Awesome and Outstanding Selectio of Food Jokes

{SCA} Food is any substance, composed of carbohydrates, water, fats, proteins and water, that can be eaten or drunk by animals, including humans, for nutrition or pleasure.

Items considered food may be sourced from plants, animals or other categories such as fungus.

In this post, we have compiled a list best and funny Jokes on food that are very humorous and decent. You can share these nice collection of food sms Jokes text messages to your friends and colleagues.

We are quite sure that you will love this post, So let’s get started and don’t forget to subscribe to our Newsletter to keep track on our next post in this series.

1. McDonalds

Driving through Oklahoma, my husband and I went out of our way to stop at what was billed as the largest McDonald’s in the world.

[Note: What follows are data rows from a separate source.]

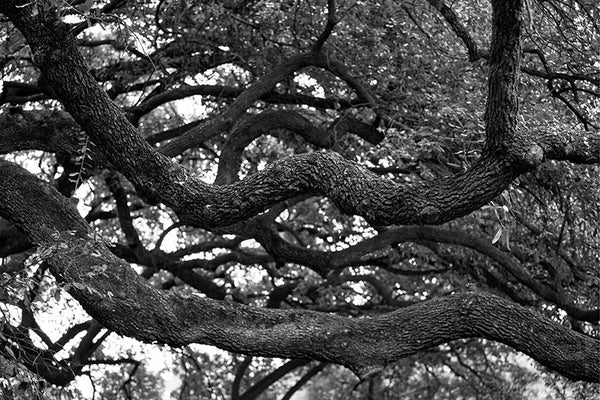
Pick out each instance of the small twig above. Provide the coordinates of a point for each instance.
(331, 22)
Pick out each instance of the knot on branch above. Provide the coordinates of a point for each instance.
(430, 215)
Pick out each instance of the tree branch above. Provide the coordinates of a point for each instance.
(122, 301)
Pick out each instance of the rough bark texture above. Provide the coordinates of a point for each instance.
(121, 300)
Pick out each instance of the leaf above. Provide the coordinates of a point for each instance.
(497, 236)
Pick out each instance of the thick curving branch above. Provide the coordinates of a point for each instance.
(52, 131)
(112, 293)
(253, 126)
(157, 178)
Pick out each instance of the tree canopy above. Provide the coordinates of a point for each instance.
(398, 199)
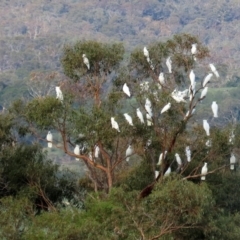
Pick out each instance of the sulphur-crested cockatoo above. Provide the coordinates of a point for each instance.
(59, 93)
(166, 108)
(206, 127)
(215, 109)
(126, 90)
(140, 115)
(145, 52)
(214, 70)
(114, 124)
(148, 107)
(86, 61)
(169, 64)
(204, 93)
(149, 120)
(194, 48)
(77, 151)
(167, 173)
(128, 118)
(49, 139)
(161, 78)
(207, 79)
(129, 152)
(161, 157)
(178, 159)
(232, 161)
(204, 172)
(96, 151)
(188, 153)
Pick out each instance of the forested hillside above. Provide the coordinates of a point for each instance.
(33, 33)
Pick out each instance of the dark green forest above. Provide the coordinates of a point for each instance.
(133, 184)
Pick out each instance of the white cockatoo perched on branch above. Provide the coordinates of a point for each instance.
(126, 90)
(145, 52)
(204, 93)
(161, 78)
(161, 157)
(96, 151)
(214, 70)
(140, 115)
(77, 151)
(166, 108)
(177, 96)
(207, 79)
(59, 93)
(232, 161)
(129, 152)
(206, 127)
(128, 119)
(49, 139)
(215, 109)
(86, 61)
(149, 120)
(169, 64)
(148, 107)
(178, 159)
(188, 153)
(114, 124)
(194, 50)
(167, 173)
(204, 171)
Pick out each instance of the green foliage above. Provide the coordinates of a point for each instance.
(102, 58)
(15, 216)
(44, 111)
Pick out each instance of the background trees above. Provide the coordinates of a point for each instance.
(179, 206)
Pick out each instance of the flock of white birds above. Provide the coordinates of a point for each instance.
(178, 96)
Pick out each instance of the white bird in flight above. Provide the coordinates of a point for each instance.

However, we were less than thrilled when an employee addressed everyone over the intercom: “Attention, world’s largest McDonald’s customers.

2. Do You Pray Before Eating?

The Sunday School Teacher asks, “Now, Johnny, tell me frankly do you say prayers before eating?”

“No sir,” Little Johnny replies, “I don’t have to, my mom is a good cook!”

3. God is Watching

The children were lined up in the cafeteria of a Catholic elementary school for lunch. At the head of the table was a large pile of apples. The nun made a note, and posted on the apple tray, “Take only one. God is watching.”

Moving further along the lunch line, at the other end of the table was a large pile of chocolate chip cookies. One child whispered to another, “Take all you want. God is watching the apples.

4. Ice Cream Knock Knocks

Knock! Knock!
Who’s there?
Ice cream!
Ice cream who?
Ice cream if you throw me in the cold, cold water!

Knock! Knock!
Who’s there?
Ice cream soda!
Ice cream soda who?
ICE CREAM SODA PEOPLE CAN HEAR ME…

Knock Knock
Who’s there?
Ice cream!
Ice cream who?
Ice cream of Jeannie!

5. Potato Jokes

Why did the potato cross the road?
He saw a fork up ahead.

How do you describe an angry potato?
Boiling Mad.

Why didn’t the mother potato want her daughter to marry the famous newscaster?
Because he was a commontater.

Why wouldn’t the reporter leave the mashed potatoes alone?
He desperately wanted a scoop.

What do you say to an angry 300-pound baked potato?
Anything, just butter him up.

What does a British potato say when it thinks something is wonderful?
It’s mashing!

What do you call a baby potato?
A small fry!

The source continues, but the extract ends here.